The December 7th, 2021 issue caused a DynamoDB outage for us. According to the postmortem, using VPC endpoints to connect to DynamoDB was what caused the impact. The service was correctly set to opportunistically write the response back to DynamoDB. The issue was my lookup only caught my custom TokenNotFoundException. DynamoDB failures threw a different exception which my code was not expecting. I made a quick fix to go to origin on any failure, but we ended up waiting out the outage and not trying to deploy during it. Only a portion of users were affected, and we didn’t want to make the situation worse by the ongoing outage causing a deployment issue. After the outage and much testing with simulated conditions like removing IAM access to the table, we deployed the change to production.

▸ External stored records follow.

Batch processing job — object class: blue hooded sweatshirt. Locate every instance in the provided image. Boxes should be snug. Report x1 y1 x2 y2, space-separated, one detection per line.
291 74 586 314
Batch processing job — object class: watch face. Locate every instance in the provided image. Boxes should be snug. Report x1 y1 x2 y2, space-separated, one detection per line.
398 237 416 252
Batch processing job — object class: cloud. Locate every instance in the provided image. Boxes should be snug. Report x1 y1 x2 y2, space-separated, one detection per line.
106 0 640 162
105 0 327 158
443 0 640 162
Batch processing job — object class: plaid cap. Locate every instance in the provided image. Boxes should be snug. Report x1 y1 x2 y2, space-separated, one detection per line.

Docker Log Driver Ring Buffer

One issue that hit us out of left field was the Kinesis outage of November 25th, 2020. We had on-prem and ECS Docker services that froze up and were unable to deploy new. None of our applications used Kinesis, so what was going on? It turned out that the Docker log drivers can actually block the applications if logs aren’t accepted. Cloudwatch logs depended on Kinesis and therefore couldn’t ingest logs. I was surprised this was default behavior so opened a Github issue asking if there was any plan to change. We set all our services to non-blocking with a buffer after that event. AWS later released a blog post addressing this issue and presenting the options tradeoffs.

Application Service Dependencies

Which cloud services you use might be a bit more in your purview, but sometimes what other application services you interact with (especially if owned by other teams) can be necessitated by the requirements. We still should take explicit inventory of those dependencies. Having that information will allow us to better share knowledge about the system as well as prepare us for responding to incidents. If a downstream service encounters an outage, we can know what to expect from our system.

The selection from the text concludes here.